Cape Town’s busy and bustling CBD is showing no signs of slowing down as a recent report by the Cape Town Central City improvement District (CCID) shows that the area’s retail and property market is flourishing in spite of the straining economy.
CCID has confirmed that retail occupancy has remained at a steady 93% since 2017 and continued steadily, attracting investors in commercial and retail property sectors.
In total, 1 038 out of the 3 091 businesses in the Central City are retail venues while the number of food outlets continues to climb steadily in order to meet the demand.
In 2017, the CBD was home to 114 food retailers. This number increased to 153 by 2018, with the number of coffee shops going from 45 to 58 and takeaway spots from 61 to 76.

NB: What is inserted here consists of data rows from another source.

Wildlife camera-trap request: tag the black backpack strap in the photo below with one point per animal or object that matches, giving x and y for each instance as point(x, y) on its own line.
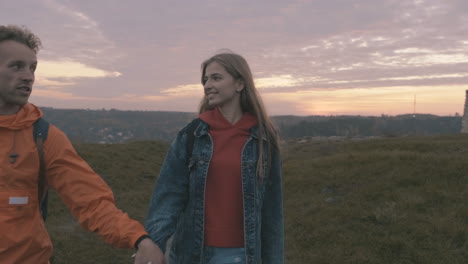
point(40, 132)
point(190, 130)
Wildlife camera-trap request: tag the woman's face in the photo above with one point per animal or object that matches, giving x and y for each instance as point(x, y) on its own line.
point(221, 89)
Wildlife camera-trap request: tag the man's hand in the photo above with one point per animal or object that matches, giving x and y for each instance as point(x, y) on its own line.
point(149, 253)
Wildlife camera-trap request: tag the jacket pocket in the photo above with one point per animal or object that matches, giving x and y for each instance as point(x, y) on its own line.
point(21, 224)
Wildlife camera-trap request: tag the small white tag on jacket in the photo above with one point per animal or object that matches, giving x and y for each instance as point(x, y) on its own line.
point(19, 200)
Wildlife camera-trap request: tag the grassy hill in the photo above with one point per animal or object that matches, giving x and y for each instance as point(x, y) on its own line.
point(394, 200)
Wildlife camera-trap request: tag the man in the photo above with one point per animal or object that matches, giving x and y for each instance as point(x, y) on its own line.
point(23, 237)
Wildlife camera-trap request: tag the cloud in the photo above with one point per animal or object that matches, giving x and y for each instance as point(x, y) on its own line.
point(71, 69)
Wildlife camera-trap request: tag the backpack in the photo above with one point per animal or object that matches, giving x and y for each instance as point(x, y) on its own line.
point(40, 132)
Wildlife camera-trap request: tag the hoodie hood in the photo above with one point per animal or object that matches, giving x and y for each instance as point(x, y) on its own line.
point(216, 121)
point(26, 116)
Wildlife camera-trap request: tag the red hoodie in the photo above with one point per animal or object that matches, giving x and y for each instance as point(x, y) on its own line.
point(224, 214)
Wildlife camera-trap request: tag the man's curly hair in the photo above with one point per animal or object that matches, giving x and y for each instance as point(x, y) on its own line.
point(20, 34)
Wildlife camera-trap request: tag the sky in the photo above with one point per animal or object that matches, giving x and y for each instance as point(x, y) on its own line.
point(333, 57)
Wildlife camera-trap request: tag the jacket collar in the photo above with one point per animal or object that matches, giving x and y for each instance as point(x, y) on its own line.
point(203, 127)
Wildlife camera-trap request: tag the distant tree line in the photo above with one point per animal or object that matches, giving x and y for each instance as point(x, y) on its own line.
point(360, 126)
point(115, 126)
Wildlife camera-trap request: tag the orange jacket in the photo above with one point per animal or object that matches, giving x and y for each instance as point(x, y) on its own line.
point(23, 237)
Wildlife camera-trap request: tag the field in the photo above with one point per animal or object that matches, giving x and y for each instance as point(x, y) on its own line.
point(391, 200)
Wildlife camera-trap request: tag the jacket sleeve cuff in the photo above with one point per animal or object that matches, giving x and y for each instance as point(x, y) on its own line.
point(140, 239)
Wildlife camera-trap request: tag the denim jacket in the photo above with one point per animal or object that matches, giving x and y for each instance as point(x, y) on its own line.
point(177, 204)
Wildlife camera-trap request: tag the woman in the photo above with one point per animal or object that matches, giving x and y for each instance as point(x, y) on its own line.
point(219, 189)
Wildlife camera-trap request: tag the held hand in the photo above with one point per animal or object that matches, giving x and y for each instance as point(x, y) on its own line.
point(149, 253)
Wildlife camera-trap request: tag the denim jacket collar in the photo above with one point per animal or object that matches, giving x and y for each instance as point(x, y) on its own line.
point(203, 129)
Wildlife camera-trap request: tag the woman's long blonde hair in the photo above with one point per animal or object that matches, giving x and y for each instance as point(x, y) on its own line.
point(250, 101)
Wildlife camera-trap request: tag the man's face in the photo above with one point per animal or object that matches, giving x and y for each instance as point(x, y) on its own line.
point(17, 66)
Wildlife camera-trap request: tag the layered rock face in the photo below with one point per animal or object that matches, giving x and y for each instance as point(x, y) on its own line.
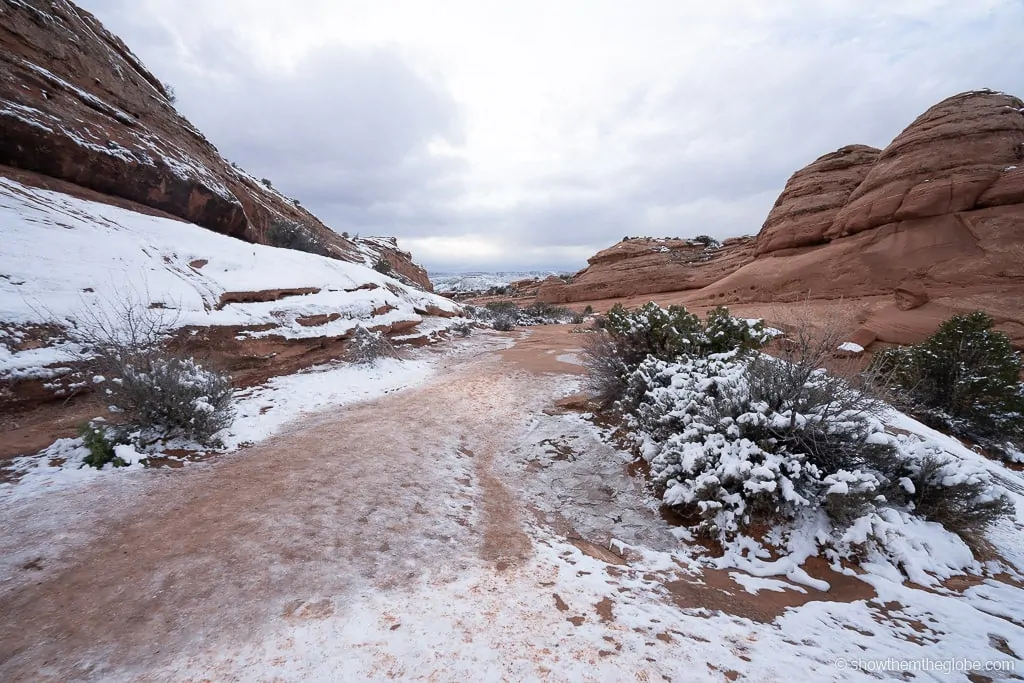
point(937, 220)
point(648, 266)
point(903, 238)
point(807, 207)
point(962, 155)
point(76, 104)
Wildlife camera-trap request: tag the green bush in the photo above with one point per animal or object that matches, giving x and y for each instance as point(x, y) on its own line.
point(632, 336)
point(100, 445)
point(966, 378)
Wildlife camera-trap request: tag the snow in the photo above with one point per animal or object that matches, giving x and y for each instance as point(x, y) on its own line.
point(480, 282)
point(62, 255)
point(261, 412)
point(451, 615)
point(753, 585)
point(264, 411)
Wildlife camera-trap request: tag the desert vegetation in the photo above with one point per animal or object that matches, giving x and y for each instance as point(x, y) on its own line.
point(290, 235)
point(157, 393)
point(744, 444)
point(965, 379)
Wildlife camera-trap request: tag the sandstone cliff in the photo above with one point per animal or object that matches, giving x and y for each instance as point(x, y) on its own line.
point(76, 104)
point(905, 237)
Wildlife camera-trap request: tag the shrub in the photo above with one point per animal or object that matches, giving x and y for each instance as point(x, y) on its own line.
point(504, 321)
point(669, 334)
point(289, 235)
point(171, 395)
point(99, 446)
point(722, 455)
point(162, 394)
point(962, 502)
point(965, 378)
point(606, 371)
point(367, 347)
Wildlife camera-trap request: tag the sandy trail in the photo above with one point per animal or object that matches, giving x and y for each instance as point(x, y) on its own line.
point(374, 496)
point(455, 530)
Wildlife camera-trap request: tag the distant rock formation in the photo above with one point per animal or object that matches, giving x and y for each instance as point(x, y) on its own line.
point(76, 104)
point(644, 265)
point(904, 237)
point(813, 196)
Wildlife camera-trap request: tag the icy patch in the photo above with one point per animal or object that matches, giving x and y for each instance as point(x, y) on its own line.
point(754, 585)
point(263, 411)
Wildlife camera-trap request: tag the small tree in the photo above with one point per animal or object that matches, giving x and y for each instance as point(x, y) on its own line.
point(966, 377)
point(290, 235)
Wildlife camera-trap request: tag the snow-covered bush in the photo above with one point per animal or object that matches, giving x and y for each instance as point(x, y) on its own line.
point(168, 396)
point(965, 378)
point(159, 393)
point(632, 336)
point(733, 445)
point(367, 347)
point(100, 447)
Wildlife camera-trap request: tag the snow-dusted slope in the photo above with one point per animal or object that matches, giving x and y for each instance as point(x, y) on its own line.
point(481, 282)
point(60, 255)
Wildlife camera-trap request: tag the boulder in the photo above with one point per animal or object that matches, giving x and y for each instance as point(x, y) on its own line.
point(642, 265)
point(812, 197)
point(909, 297)
point(962, 155)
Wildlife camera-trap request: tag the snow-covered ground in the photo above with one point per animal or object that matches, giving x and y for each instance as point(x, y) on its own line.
point(457, 530)
point(61, 256)
point(480, 282)
point(260, 413)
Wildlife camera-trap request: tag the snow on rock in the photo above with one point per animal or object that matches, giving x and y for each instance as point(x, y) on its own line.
point(61, 255)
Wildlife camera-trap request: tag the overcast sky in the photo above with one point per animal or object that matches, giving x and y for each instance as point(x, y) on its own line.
point(532, 133)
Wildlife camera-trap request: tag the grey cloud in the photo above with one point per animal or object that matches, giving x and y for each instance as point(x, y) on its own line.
point(347, 132)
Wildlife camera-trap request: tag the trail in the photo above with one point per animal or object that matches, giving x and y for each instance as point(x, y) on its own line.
point(456, 530)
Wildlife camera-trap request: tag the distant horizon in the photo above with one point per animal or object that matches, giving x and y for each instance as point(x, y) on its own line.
point(659, 118)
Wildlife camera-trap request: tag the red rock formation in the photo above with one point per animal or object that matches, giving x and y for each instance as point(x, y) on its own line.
point(962, 155)
point(905, 238)
point(812, 198)
point(78, 105)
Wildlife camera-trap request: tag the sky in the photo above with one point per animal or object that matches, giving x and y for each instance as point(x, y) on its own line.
point(530, 134)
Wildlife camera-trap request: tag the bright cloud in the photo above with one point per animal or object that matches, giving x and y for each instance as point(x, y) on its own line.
point(529, 134)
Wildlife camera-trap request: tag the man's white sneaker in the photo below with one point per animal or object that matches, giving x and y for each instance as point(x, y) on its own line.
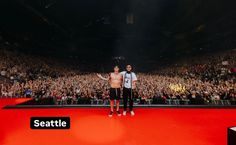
point(124, 113)
point(132, 113)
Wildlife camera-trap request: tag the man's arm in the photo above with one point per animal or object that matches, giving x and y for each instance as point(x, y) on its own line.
point(103, 78)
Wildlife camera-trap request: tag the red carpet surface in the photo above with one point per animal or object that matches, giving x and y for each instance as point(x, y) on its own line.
point(150, 126)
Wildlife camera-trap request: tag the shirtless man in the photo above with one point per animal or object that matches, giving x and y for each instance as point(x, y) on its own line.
point(115, 80)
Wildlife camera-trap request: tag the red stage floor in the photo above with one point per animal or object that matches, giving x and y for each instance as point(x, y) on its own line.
point(93, 127)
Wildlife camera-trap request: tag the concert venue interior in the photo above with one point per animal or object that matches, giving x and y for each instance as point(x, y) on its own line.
point(53, 54)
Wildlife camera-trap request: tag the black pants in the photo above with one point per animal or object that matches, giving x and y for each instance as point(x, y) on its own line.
point(128, 95)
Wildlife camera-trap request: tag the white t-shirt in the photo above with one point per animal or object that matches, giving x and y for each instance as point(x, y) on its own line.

Notes Rob Kane, chairman of the CCID, “This reflects a vibrant CBD economy that is geared to support the downtown lifestyle and as a result, a growing number of people are living and working in the Central City. It can also be attributed to the trend towards smaller apartments, so-called ‘micro-living’, targeted at students and young professionals which makes it more likely for residents to get a bite to eat in a restaurant rather than cook meals at home.”
Cape Town’s East City Precinct has also shown substantial growth, welcoming several new retail developments and entertainment refurbishments last year alone. Furthermore, in coming years locals will see 39 new developments currently in the pipeline for the area.
One of the most significant findings of The State of Central City Report for 2018 are that the overall property value in the CBD has increased from R30.628-billion in 2016 and 2017 to R42.860-billion in 2018 and 2019, a clear sign that property prices are sure to keep climbing in coming years.
Apartment prices in CBD have increased by 97.6% in the last five years.
“While the overall value of properties is likely to change during the City of Cape Town’s valuation objection phase, we are heartened by the increase in gross valuation for the CBD as the overall picture shows investors are confident in the development potential of downtown Cape Town,” says Kane.
The recent State of Central City Report confirms Cape Town as one of the most resilient cities in the world with a number of commitments like water security and carbon footprint reductions being front of mind while still maintaining its title as Africa’s tech hub.
Cape Town has proven its ability to adapt and in site of all the challenges it has faced it is still thriving, growing and improving.